Testosterone not guilty
(well, not quite)
Aggressive loutish lads are often considered to be ‘testosterone fuelled’. More testosterone means increased, unfocused aggression; less of it means calm and controlled behaviour. Or does it?
The link between aggressive behaviour and the group of hormones commonly referred to as testosterone is more tenuous and certainly more complex than many scientists would have you think.
Undoubtedly, there does appear to be a link between aggression and testosterone, and indeed, if the source of the latter is removed (say by castration), levels of the former are often seen to drop. But increase levels, and initially there is no observable change. In fact, it takes a massive increase to more than double normal levels to effect any noticeable response.
Most importantly, even when aggression levels are increased, it is not random and flying out wildly, but channelled down the socially prescribed paths that are available. In a hierarchical primate society, a male primate with suddenly massively increased levels of testosterone coursing through its body would not go on a random attack, it would still treat higher ranking primates with due respect, but would become a complete sod to lower ranking primates.

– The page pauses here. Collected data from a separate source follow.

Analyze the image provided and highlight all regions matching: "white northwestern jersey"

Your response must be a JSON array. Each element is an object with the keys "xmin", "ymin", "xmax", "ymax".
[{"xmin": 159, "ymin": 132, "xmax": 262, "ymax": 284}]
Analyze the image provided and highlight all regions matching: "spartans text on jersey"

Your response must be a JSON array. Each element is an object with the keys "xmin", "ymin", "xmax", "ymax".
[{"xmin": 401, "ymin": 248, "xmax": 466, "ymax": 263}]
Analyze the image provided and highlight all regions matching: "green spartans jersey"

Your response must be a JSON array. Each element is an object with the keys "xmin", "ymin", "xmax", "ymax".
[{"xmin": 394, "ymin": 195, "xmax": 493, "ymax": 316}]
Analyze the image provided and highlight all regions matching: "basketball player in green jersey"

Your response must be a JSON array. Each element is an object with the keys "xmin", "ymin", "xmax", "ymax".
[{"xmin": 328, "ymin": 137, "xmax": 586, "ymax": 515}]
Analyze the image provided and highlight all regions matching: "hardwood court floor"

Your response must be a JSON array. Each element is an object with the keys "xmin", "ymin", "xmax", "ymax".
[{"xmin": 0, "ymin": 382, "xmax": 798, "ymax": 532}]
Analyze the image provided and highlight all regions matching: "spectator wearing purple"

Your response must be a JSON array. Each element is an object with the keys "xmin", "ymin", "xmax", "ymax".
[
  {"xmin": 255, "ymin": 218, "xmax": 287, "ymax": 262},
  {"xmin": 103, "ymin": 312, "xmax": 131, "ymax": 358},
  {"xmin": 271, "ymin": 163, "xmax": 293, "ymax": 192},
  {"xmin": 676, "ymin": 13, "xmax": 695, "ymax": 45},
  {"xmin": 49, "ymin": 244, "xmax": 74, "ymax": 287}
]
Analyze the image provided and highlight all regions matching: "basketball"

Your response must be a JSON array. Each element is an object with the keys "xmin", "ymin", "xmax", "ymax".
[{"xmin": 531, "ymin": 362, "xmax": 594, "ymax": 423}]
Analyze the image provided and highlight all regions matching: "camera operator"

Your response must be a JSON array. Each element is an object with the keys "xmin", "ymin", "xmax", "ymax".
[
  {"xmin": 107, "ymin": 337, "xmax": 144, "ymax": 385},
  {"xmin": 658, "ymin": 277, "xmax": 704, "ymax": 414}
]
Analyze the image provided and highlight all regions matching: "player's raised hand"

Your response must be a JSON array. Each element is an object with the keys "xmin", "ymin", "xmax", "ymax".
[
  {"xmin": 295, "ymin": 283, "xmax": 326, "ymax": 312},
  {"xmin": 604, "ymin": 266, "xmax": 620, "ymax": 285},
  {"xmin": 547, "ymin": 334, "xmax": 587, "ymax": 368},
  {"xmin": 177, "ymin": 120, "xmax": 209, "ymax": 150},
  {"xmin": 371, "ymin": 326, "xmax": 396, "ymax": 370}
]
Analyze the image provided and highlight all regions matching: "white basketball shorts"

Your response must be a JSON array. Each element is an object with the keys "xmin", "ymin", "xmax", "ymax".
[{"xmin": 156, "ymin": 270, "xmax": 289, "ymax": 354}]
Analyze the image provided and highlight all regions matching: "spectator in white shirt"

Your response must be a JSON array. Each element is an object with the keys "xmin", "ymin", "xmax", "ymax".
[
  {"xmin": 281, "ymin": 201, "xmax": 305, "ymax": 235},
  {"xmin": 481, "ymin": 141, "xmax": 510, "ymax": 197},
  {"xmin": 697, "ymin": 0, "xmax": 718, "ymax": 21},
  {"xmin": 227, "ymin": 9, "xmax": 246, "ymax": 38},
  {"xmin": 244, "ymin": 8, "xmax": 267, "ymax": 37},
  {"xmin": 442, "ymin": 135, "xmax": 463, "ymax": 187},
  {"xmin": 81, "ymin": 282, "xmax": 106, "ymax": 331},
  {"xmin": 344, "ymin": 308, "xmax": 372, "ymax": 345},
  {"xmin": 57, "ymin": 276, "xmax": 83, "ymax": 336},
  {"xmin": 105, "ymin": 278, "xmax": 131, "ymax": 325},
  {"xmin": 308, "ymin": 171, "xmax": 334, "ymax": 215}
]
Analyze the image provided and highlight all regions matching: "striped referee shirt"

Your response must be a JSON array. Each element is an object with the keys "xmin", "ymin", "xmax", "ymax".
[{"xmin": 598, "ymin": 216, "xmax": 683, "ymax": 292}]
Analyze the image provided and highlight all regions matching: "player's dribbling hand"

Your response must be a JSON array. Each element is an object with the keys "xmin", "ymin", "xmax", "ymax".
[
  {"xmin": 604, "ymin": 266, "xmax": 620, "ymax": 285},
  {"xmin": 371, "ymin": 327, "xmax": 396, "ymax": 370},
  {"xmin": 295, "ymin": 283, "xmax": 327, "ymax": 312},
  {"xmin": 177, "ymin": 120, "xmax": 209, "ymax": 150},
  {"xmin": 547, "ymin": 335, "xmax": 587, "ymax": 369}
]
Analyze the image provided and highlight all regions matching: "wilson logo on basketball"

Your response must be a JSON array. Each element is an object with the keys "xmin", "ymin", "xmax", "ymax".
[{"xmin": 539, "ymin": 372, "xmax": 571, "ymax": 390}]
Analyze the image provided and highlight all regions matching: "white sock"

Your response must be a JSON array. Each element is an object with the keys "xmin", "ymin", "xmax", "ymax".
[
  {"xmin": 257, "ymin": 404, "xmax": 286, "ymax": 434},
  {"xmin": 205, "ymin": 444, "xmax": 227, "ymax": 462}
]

Basically, testosterone facilitates increased levels of brain activity, but not that associated with aggressive behaviour. The cause of aggression is not simply the presence of testosterone, but its interaction with other biological processes, and particularly, the social environment.
In spotted hyenas in Kenya, females apparently have a lot more of a testosterone related hormone than males. Females are larger, with greater musculature, and tend to be socially dominant. In a colony that has been transplanted to California, the physically identical females have similarly high levels of the hormone and are similarly larger and more muscular than their male counterparts. However, the level of social domination has been considerably delayed in the captive, controlled, California colony. A large element of the learnt ‘wild’ behaviour was lost.
There are clear signs, then, that there is a balance between the environment and biology. Certainly, it is not a straightforward case of biological determinism (the idea that ‘physical biology explains all’).
Dodgy scientists, money grabbers and politicians can be relied on to bend the truth to suit their own perverse ends. But however much ‘socio-biology’, ‘neurology’ and ‘genetics’ research is done, there is little chance of a fresh outbreak of the biological determinist picture they try to paint.
In reality, biology (through the existence of life) provides potential, and the environment shapes this potential. Aggressive behaviour is shaped by a flawed social system, such as this one we live in. Creating a better environment, physical and social, is the only way to fundamentally alter this cycle of aggression. And by the way, you only get research into ethically dubious areas when you live in an ethically dubious society.